Harris v New York City Hous. Auth.
2014 NY Slip Op 03978 [118 AD3d 669]
June 4, 2014
Appellate Division, Second Department
Published by New York State Law Reporting Bureau pursuant to Judiciary Law § 431.
As corrected through Wednesday, July 30, 2014


[*1]
 Jacquelin Harris, Respondent,
v
New York City Housing Authority, Appellant.

Herzfeld & Rubin, P.C., New York, N.Y. (Linda M. Brown of counsel), for appellant.

Silbowitz, Garafola, Silbowitz, Schatz & Frederick, LLP, New York, N.Y. (Howard Schatz of counsel), for respondent.

In an action to recover damages for personal injuries, the defendant appeals from an order of the Supreme Court, Kings County (Saitta, J.), dated July 9, 2013, which denied its motion for summary judgment dismissing the complaint.

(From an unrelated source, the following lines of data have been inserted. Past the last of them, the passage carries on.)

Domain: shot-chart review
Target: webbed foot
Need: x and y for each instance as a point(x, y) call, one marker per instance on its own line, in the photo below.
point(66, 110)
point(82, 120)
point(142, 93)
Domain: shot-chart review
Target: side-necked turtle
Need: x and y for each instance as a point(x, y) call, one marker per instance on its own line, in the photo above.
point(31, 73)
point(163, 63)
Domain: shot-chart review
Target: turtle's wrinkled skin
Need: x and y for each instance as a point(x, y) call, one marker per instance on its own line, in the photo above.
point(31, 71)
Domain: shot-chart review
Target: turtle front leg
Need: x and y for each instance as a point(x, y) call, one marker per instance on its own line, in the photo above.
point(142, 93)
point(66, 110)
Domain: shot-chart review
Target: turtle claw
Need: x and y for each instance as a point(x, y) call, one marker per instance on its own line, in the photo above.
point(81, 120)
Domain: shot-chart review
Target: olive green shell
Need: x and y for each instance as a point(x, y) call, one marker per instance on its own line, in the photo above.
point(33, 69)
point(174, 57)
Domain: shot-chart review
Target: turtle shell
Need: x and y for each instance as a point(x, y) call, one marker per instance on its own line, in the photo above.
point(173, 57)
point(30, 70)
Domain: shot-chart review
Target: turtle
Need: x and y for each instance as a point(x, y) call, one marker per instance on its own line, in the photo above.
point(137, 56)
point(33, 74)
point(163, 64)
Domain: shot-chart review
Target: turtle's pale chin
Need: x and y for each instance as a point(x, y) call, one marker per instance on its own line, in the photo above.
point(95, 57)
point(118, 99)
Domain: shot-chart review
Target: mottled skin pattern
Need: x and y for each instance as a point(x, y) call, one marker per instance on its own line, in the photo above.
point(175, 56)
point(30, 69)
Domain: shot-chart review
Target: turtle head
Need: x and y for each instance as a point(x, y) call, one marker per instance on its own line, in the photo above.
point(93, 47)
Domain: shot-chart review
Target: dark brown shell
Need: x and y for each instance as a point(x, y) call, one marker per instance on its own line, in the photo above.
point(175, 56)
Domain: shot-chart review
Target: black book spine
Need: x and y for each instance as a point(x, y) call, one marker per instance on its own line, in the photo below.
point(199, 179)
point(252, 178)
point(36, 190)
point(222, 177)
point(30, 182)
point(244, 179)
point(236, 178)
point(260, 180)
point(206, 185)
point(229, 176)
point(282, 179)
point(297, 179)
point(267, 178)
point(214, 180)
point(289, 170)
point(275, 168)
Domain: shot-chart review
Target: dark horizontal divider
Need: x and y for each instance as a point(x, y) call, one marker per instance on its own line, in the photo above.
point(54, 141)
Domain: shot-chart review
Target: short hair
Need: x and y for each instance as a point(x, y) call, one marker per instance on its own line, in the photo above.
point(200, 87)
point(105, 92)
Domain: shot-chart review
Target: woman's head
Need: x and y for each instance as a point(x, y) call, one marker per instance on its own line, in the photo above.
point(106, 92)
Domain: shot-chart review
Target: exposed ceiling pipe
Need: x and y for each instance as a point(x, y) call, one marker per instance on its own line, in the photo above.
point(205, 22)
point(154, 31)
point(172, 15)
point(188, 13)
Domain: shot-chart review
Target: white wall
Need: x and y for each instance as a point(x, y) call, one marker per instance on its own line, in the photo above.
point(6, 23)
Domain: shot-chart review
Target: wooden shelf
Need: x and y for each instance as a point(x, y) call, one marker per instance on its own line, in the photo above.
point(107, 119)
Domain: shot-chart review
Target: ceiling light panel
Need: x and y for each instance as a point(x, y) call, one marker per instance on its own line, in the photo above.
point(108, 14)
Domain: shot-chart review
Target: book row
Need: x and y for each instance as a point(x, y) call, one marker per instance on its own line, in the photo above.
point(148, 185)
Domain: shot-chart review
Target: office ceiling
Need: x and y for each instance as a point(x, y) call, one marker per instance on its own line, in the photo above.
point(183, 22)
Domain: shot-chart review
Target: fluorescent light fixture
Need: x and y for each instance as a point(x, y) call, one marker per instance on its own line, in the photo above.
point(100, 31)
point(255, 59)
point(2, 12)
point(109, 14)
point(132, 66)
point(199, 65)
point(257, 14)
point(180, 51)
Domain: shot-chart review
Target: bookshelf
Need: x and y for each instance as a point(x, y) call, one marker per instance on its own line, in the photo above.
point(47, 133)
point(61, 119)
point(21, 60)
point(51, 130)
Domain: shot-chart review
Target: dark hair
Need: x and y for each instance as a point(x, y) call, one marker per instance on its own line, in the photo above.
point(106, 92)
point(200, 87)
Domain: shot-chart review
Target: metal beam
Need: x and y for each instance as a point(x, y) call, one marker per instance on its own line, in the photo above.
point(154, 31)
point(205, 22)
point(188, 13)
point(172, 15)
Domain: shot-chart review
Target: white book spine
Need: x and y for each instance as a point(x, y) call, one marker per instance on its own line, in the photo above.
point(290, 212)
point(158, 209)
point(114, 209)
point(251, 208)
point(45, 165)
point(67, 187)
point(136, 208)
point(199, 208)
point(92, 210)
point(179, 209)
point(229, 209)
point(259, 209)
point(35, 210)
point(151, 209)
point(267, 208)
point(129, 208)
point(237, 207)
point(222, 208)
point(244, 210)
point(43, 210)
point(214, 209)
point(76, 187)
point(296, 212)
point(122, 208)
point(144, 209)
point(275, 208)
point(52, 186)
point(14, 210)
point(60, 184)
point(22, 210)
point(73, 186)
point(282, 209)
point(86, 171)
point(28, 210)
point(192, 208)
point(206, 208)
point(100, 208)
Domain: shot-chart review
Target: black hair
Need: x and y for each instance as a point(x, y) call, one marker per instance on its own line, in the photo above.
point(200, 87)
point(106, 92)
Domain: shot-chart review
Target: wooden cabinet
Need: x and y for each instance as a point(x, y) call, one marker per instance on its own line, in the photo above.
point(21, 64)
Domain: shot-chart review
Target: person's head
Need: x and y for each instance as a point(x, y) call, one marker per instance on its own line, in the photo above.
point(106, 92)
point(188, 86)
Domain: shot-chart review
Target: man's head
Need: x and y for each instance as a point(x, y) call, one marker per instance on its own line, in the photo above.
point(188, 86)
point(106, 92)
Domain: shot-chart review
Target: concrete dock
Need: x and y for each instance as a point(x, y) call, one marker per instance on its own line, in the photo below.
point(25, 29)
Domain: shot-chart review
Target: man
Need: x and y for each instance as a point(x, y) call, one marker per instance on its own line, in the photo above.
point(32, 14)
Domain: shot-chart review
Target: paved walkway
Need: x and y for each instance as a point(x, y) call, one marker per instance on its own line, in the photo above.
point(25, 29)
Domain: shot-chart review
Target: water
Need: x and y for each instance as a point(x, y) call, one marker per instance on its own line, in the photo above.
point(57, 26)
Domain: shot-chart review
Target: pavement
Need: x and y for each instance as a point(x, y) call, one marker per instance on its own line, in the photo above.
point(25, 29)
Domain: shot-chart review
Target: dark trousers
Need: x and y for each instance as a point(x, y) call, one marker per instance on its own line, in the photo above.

Ordered that the order is affirmed, with costs.

On its motion for summary judgment dismissing the complaint, the defendant established its prima facie entitlement to judgment as a matter of law by demonstrating that it did not have constructive notice of the existence of the black plastic on which the plaintiff allegedly slipped and fell as she was descending a staircase in its building (see Nesterenko v Starrett City Assoc., L.P., 111 AD3d 806 [2013]; Rui-Jiao Liu v City of White Plains, 95 AD3d 1192 [2012]; Muniz v New York City Hous. Auth., 38 AD3d 628 [2007]; see also Gordon v American Museum of Natural History, 67 NY2d 836 [1986]). However, the Supreme Court properly concluded that, in opposition, the plaintiff raised a triable issue of fact as to whether the defendant had constructive notice of the alleged dangerous condition.

Thus, the Supreme Court properly denied the defendant's motion for summary judgment dismissing the complaint. Skelos, J.P., Balkin, Hall and Maltese, JJ., concur.